All the required data is currently collected by NSRGet when run with the -o:d switch. NetWorker: How to Use the NSRGet NetWorker Data Collection Tool
Library Configuration: Preparation
- Naming Persistence: In order to ensure that the library configuration remains valid, the hosts accessing drives must ensure that device names are persistently bound and unchanging - this prevents the possibility of future drive ordering problems (see Troubleshooting Tape Library Drive Ordering Problems in NetWorker)
- For Windows, see: Implementing Tape Device Name Persistence for Windows (A Dell Support account is required to view this article)
- For Linux, see: Implementing Tape Device Name Persistence for Linux (A Dell Support account is required to view this article)
- Device Resource Cleanup: In the Devices section, Ensure any standalone tape devices which will be configured as library drives are deleted
- Scan for Devices: In the Devices section, right-click the Storage Nodes container, select Scan for Devices, and select All Nodes you want to scan.
Library Configuration: Components
- Drive Properties: NetWorker requires several pieces of information from a device in order to build its associations in the NSR Jukebox configuration object: The serial number and the device handle. These can be manually acquired using the following commands:
cdi_inq -f <tape drive driver handle> -v inquire -lc
If the serial numbers between the inquire and cdi_inq commands, do not match, this is generally evidence of Dynamic World Wide Naming. - Robot Properties: Because the drives and robots are logically separate in their operations, in order to coordinate tape cartridge load operations with device read/write operations, the robot must associate a drive's serial number with the robot's corresponding element address. To acquire these pairings:
sjisn <i.t.l or changer driver handle>
- NSR Storage Node: If configuring the library in the NetWorker in the Management Console user interface, the device detection process adds any discovered drives or robots to the Storage Node resources as 'Unconfigured' devices (orange wrench icons in the user interface). They cannot be deleted as they are not distinct resources, and will be replaced with usable resources after the configuration process.

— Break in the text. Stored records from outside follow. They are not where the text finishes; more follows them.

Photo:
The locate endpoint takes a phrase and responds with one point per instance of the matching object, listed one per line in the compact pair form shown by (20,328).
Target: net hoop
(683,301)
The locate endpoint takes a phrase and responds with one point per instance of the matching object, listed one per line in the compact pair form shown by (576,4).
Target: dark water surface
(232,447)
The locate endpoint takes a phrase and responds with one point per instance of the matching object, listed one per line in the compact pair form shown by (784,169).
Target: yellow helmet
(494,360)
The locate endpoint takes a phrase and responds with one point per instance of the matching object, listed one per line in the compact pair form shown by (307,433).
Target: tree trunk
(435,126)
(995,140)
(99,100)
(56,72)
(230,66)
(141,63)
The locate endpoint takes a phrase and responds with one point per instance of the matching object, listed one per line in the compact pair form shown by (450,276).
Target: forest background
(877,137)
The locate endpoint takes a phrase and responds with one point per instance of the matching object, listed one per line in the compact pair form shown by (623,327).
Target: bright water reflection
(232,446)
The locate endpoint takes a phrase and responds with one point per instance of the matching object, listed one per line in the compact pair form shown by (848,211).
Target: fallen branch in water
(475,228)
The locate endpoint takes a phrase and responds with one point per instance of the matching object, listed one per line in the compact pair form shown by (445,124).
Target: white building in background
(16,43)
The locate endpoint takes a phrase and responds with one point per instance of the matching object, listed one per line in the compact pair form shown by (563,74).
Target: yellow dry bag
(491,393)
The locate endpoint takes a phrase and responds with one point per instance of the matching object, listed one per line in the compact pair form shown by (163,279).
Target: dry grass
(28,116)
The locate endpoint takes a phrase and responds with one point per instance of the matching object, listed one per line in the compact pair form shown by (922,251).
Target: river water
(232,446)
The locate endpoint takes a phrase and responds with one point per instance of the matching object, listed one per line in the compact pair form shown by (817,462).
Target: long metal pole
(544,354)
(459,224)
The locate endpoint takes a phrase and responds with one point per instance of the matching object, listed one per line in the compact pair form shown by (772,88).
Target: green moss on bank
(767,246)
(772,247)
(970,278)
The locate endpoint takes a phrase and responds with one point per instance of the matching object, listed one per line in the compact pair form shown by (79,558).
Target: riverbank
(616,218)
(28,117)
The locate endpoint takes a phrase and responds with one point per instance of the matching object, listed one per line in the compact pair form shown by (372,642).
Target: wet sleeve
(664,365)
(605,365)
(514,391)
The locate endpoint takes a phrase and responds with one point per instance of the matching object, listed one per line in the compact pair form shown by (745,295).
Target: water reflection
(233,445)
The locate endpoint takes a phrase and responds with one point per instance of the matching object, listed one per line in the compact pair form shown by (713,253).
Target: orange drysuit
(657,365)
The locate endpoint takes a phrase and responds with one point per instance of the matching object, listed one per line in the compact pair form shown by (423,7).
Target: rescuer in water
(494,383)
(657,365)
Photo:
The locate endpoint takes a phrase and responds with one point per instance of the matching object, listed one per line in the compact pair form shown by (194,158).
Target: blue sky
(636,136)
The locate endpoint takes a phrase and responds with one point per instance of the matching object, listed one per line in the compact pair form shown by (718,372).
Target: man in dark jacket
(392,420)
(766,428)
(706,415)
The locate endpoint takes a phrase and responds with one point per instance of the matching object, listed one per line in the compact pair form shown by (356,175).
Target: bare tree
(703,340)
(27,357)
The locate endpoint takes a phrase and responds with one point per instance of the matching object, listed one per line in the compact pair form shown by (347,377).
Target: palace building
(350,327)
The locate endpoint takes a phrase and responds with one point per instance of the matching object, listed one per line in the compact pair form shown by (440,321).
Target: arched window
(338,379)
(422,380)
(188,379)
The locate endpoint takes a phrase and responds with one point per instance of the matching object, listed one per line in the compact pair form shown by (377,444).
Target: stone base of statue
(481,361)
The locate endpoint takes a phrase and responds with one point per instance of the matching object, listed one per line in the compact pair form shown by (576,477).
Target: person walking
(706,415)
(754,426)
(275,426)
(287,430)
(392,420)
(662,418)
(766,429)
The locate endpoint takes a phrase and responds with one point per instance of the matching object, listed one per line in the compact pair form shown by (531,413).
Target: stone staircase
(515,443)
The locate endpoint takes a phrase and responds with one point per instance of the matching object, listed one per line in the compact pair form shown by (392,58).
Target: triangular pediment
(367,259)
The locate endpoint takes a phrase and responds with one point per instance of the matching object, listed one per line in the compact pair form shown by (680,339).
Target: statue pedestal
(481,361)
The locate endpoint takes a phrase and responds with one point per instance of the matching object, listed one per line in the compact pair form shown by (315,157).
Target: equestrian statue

nsrdb (the folder can be zipped while NetWorker is running)dvdetect -dlv -D9
(when troubleshooting UI detection issues) - NSR Jukebox: Once the 'Unconfigured' library is selected and 'Configure' is run in the user interface, the NSR Jukebox is built using the associations above: element:serial number:device handle, and the other library data collected from the robot such as slot, cartridge, and I/E port displacement.

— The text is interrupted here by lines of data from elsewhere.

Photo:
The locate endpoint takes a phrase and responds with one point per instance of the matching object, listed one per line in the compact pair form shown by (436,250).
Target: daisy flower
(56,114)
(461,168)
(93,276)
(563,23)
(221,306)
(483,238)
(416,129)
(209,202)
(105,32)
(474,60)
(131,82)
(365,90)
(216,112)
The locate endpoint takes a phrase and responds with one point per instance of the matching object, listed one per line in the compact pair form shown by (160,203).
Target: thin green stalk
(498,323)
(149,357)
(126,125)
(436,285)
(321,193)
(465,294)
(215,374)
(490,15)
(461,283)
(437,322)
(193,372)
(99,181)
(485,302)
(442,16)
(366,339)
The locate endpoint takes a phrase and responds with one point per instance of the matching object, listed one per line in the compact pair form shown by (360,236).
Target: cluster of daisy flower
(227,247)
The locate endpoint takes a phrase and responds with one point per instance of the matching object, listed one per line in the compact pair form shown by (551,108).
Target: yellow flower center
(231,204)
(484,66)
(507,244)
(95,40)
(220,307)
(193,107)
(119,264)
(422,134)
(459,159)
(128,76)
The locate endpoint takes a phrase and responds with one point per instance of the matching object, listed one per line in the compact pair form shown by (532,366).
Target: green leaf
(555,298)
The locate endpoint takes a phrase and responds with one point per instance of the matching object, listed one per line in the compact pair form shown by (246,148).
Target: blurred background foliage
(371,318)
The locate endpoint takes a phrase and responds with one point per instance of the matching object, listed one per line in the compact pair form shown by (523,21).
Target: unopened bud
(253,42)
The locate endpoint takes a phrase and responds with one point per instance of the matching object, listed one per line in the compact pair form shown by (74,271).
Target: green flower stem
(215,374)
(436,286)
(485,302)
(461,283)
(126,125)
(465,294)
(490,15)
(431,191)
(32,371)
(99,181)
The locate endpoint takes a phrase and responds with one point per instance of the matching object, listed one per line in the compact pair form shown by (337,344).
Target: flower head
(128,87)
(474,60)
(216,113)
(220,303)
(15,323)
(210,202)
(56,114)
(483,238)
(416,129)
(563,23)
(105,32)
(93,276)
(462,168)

nsrdb: The folder can be zipped while NetWorker is runningnsrjb: Provides a simpler, human-readable version of the library configurationjbconfig: Can be used to manually configure a jukeboxjbedit: Provides a simpler, human-readable version of the library configuration
Library Configuration: Inhibitors
The following are several basic tests to try once detection and access have been confirmed previously:
- Troubleshooting Tape Library Detection Problems in NetWorker (A Dell Support account is required to view this article)
- Troubleshooting Tape Library Access Problems in NetWorker (A Dell Support account is required to view this article)
- Checking or Deleting NSR Storage Node: There are several properties in the resource which may prevent proper detection and configuration of a jukebox, such as:
- Any of the Unconfig or List of fields
- Skip scsi targets field
- Any of the name or registration fields
The NSR Storage Node resource can be safely deleted by shutting down NetWorker, connecting to the resource database at the command line. Always back up the resource database first, both by creating a bootstrap backup, and by creating a tar/.zip file of the nsrdb folder
cd <nsr/res directory> nsradmin -d nsrdb del type: nsr storage node (and answer yes to the storage node in question)
Manually checking cdi_inq/inquire / sjisn/sjirjc resources. Since automatic configuration of a tape library requires coordination of data from both the drives and the robot, and cross-validating, some of these values, check to see if anomalies appear anywhere in the outputs:
sjirjc <changer address>
Confirm Number of Drives, Number of Import/Export Elements and Number of Slots are expected.
sjisn <changer address>
Compare drive totals to inquire, sjirdtag, and sjirjc totals; compare serial numbers and model strings to inquire output.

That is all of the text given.